Friday, November 19, 2004

sigh

just changed the music.. hmm.. see? music alone affects my emotions. why do i have to do this anyway? Shall look for some utterly depressing fics to read later. Depressing and more depressing. Like always. hmm.. sigh obsessionz! I want my naruto back! but couldn't download it anymore! NO IDEA!bittorrent is just suddenly not working for me. or my comp. And I took like.. over days and days that time to download all! Nah. .forget it. forget all about animes! sigh. just think that.. well everyone's family arg.. home is better than mine. At least they talk and do stuff. I don't talk to anyone at all. maybe my mother, a few sentences and i can't wait to shut her up. Today was like sitting with her at the bus stop and since i sat on the right and she's facing right, keep feeling that she's looking at me- well observing.

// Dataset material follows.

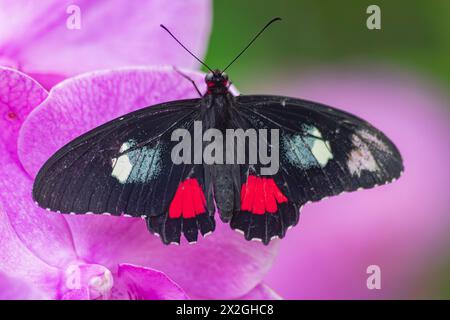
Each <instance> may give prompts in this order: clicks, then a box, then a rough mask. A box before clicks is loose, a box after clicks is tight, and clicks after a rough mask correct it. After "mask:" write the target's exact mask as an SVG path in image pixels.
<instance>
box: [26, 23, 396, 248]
mask: <svg viewBox="0 0 450 320" xmlns="http://www.w3.org/2000/svg"><path fill="white" fill-rule="evenodd" d="M276 20H279V19H273V20H272V21H271V22H269V23H268V24H267V25H266V26H265V27H264V28H263V29H262V30H261V31H260V33H258V34H257V35H256V36H255V37H254V38H253V40H252V41H251V42H250V44H251V43H252V42H253V41H254V40H255V39H256V38H257V37H258V36H259V35H260V34H261V33H262V31H263V30H264V29H265V28H267V27H268V25H270V24H271V23H272V22H274V21H276ZM166 31H168V30H167V29H166ZM168 32H169V31H168ZM169 33H170V32H169ZM171 35H172V34H171ZM172 36H173V35H172ZM174 38H175V37H174ZM175 40H177V39H176V38H175ZM177 41H178V40H177ZM178 42H179V41H178ZM180 44H181V43H180ZM250 44H249V45H248V46H247V47H246V48H245V49H244V50H243V51H242V52H241V54H242V53H243V52H244V51H245V50H246V49H247V48H248V47H249V46H250ZM183 47H184V46H183ZM185 49H186V48H185ZM186 50H187V49H186ZM188 52H190V51H189V50H188ZM191 54H192V53H191ZM239 56H240V54H239V55H238V57H239ZM194 57H195V56H194ZM236 59H237V58H236ZM236 59H235V60H236ZM235 60H233V61H232V62H231V63H230V64H229V65H228V66H230V65H231V64H232V63H233V62H234V61H235ZM202 63H203V62H202ZM207 68H208V69H209V67H207ZM227 68H228V67H227ZM225 69H226V68H225ZM210 71H211V72H210V73H209V74H208V75H207V76H206V78H205V81H206V84H207V88H208V90H207V92H206V93H205V94H204V95H203V96H202V97H201V98H199V99H189V100H180V101H172V102H168V103H162V104H159V105H156V106H151V107H148V108H145V109H141V110H138V111H135V112H132V113H129V114H127V115H124V116H123V117H120V118H118V119H115V120H112V121H110V122H108V123H106V124H104V125H102V126H100V127H98V128H95V129H94V130H92V131H90V132H88V133H86V134H84V135H82V136H80V137H79V138H77V139H75V140H73V141H72V142H70V143H69V144H67V145H66V146H64V147H63V148H61V149H60V150H59V151H58V152H57V153H56V154H54V155H53V156H52V157H51V158H50V159H49V160H48V161H47V162H46V163H45V165H44V166H43V167H42V168H41V170H40V171H39V173H38V175H37V177H36V180H35V182H34V187H33V198H34V200H35V201H36V202H37V203H38V204H39V206H41V207H43V208H47V209H48V210H52V211H58V212H61V213H76V214H82V213H85V214H87V213H94V214H101V213H107V214H112V215H116V216H118V215H128V216H132V217H142V218H144V219H145V220H146V222H147V226H148V229H149V230H150V232H152V233H154V234H156V235H159V236H160V237H161V239H162V241H163V243H165V244H168V243H179V242H180V236H181V233H183V234H184V236H185V237H186V239H187V240H188V241H189V242H190V243H192V242H195V241H196V240H197V236H198V232H199V231H200V233H201V234H202V235H206V234H209V233H211V232H212V231H214V229H215V219H214V214H215V212H216V208H217V210H218V212H219V214H220V218H221V219H222V221H224V222H229V223H230V225H231V228H233V229H235V230H237V231H240V232H242V233H243V234H244V236H245V239H247V240H255V239H256V240H260V241H262V242H263V243H264V244H268V243H269V242H270V240H271V239H273V238H278V237H279V238H283V237H284V236H285V233H286V230H287V229H289V228H290V227H292V226H294V225H296V224H297V222H298V219H299V210H300V208H301V207H302V206H303V205H304V204H305V203H307V202H309V201H319V200H321V199H323V198H324V197H328V196H333V195H337V194H340V193H342V192H344V191H354V190H357V189H359V188H371V187H374V186H376V185H381V184H385V183H388V182H391V181H393V180H395V179H396V178H398V177H399V176H400V175H401V173H402V171H403V164H402V158H401V156H400V153H399V151H398V150H397V148H396V147H395V146H394V144H393V143H392V142H391V141H390V140H389V139H388V138H387V137H386V136H385V135H384V134H383V133H382V132H380V131H379V130H377V129H376V128H374V127H373V126H372V125H370V124H369V123H367V122H366V121H364V120H362V119H360V118H357V117H355V116H353V115H351V114H349V113H346V112H343V111H340V110H337V109H335V108H332V107H329V106H325V105H322V104H319V103H315V102H310V101H305V100H300V99H295V98H288V97H282V96H270V95H249V96H246V95H240V96H233V95H232V94H231V92H230V90H229V87H230V82H229V80H228V77H227V75H226V74H225V73H224V72H223V71H219V70H211V69H210ZM196 121H201V122H196ZM196 123H201V129H202V130H203V131H204V130H207V129H211V128H213V129H217V131H218V132H220V133H224V134H225V132H226V130H230V129H235V130H239V129H242V131H244V130H249V129H253V130H266V132H270V134H268V135H266V136H263V138H264V139H265V140H266V141H264V142H266V144H267V145H268V146H269V147H268V149H269V150H268V154H270V155H272V154H274V152H275V151H277V150H278V151H277V152H278V153H279V157H278V160H279V163H278V171H277V172H276V173H275V174H273V175H264V174H261V172H262V171H261V169H262V168H263V167H265V166H264V165H263V163H262V162H261V161H260V160H258V161H257V162H256V163H250V161H247V162H244V163H236V162H234V163H232V164H231V163H226V162H225V161H224V163H223V164H220V163H219V164H218V163H215V164H206V163H197V162H195V161H194V163H192V162H191V163H188V162H184V163H175V162H174V161H173V152H174V151H173V150H175V149H176V148H177V146H179V141H180V140H182V138H184V137H180V136H179V138H180V140H176V141H174V139H173V133H174V131H175V130H180V129H184V131H179V132H184V133H185V135H186V136H191V137H194V139H195V137H196V132H195V127H196ZM272 130H275V131H272ZM272 132H277V134H278V143H277V144H274V143H273V141H274V139H273V138H275V133H272ZM197 140H198V139H197ZM244 141H245V140H244ZM194 142H195V141H194ZM197 142H198V141H197ZM259 142H261V143H262V140H260V141H259ZM269 142H271V143H269ZM199 145H200V149H196V147H195V146H194V147H193V148H192V150H190V152H189V151H186V150H184V151H183V153H184V152H185V151H186V153H187V154H183V156H187V157H188V158H189V157H190V158H193V157H195V156H196V154H197V153H196V152H197V151H200V153H202V152H204V151H205V149H206V148H207V146H208V144H207V143H205V142H204V141H202V142H200V144H199ZM258 147H259V145H258ZM236 148H238V147H237V146H236V145H235V146H233V147H229V146H228V145H226V146H224V153H225V154H230V153H231V152H235V151H237V149H236ZM275 148H277V150H276V149H275ZM194 149H196V150H194ZM235 153H236V154H237V152H235ZM244 153H245V159H247V160H248V159H249V158H250V157H251V156H252V152H251V146H250V145H249V144H247V145H244ZM224 157H225V155H224ZM233 159H234V160H236V158H233Z"/></svg>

It's kinda stupid. gck dumb. julia aways does that too when she thinks i'm angry or whatsoever. But.. just don't like people doing it. someone scanning your face or posture for something. bleh. it's not like i have anything on my face since.. i think that most of the time i have a blank face. See? just how selfish I AM. Blabbering non-stop about MYSELF. and thats the only thing I can do in this stupid blog. Ack. went off the line.. what was i typing about earlier? oh yea.. family.... home.. dum..dum.. nothing to say. forget it then. know.. reading fics 'hurt' well.. mine do. back to the topic. it's best when i really can feel the pain i think. Well.. like i always do. guess it's called masochism. but hey.. i thought i was sadistic? heh. oh well, then so be it. THIS IS MAD! darn. can't be. i go berserk a moment and the next time everything's fine and okay. nothing is wrong at all in the beginning so it's all an illusion huh? hmm.. sigh~ i'm just a ehehe.. SELFISH brat. hmm.. this is bad.. it is. chk. sigh.. nah.. time for fics! hehee! bye! bye talking to myself! bye everything!